Thinking more broadly, please also answer the following (there are no right or wrong answers here, you have the freedom to express your opinion as you find appropriate):

4. How much do you think media falsification is solvable using ancillary metadata features, or using actual content based techniques? Is one better than the other?

5. What other types of datasets could have been used to generate the falsified papers? Pick at least 2 datasets from distinct MIME types.

6. What other sorts of “backstopping” would be required to generate a believable paper trail for the scientific literature?

6. Submission Guidelines

This assignment is to be submitted electronically, by 11:59:59 pm PT, via My Tools > Assignments. A team can submit multiple times, but only the last submission counts. Anyone from a team can submit. However, we suggest designating one person to submit. In the submission, please include following things:

● All source code is expected to be commented, to compile, and to run. You should have at least the identified Python scripts that you used to generate the falsified media, download the scientific papers and generate associated features.
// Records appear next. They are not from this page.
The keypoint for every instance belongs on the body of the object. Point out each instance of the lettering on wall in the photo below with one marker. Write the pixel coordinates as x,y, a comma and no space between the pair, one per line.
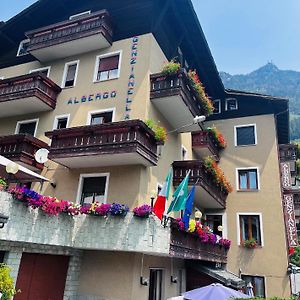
290,221
131,80
92,97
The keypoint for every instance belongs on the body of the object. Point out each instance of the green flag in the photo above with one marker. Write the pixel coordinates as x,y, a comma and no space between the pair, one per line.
180,195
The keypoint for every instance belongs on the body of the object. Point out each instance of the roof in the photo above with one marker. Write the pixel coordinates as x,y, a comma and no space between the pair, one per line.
174,24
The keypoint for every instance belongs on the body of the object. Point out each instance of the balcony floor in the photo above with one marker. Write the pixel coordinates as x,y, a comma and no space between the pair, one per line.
73,47
102,160
175,106
21,106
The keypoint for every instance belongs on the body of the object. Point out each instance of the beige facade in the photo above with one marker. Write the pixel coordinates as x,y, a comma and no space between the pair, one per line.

● Your updated dataset TSV.

● “falsified_media” folder storing the fake papers

● Also prepare a readme.txt describing the files in the submission.

● If you used external libraries other than Tika Python and GPT-2, you should include those necessary files in your submission, and include in your readme.txt a detailed explanation of how to use these libraries when compiling and executing your program.

● Save your report as a PDF file (TEAM_NAME_EXTRACT.pdf) and include it in your submission.

Please compress all of the above into a single zip archive and name it according to the following filename convention:

HW2_EXTRACT.zip

Use only standard zip format. Do not use other formats such as zipx, rar, ace, etc.

If your data is too big and exceeds the D2L file limit of 2GB: 1) upload your data to

Google drive, 2) include the links to the data in a README file, 3) compress the report, README file and the code and upload it to D2L.

Important Note:

● Successful submission will be indicated in the assignment’s submission history. We advise that you check to verify the timestamp, download and double check your zip file for good measure.

● Again, please note, a team can submit multiple times, but only the last submission counts. To avoid confusion: designate someone to submit.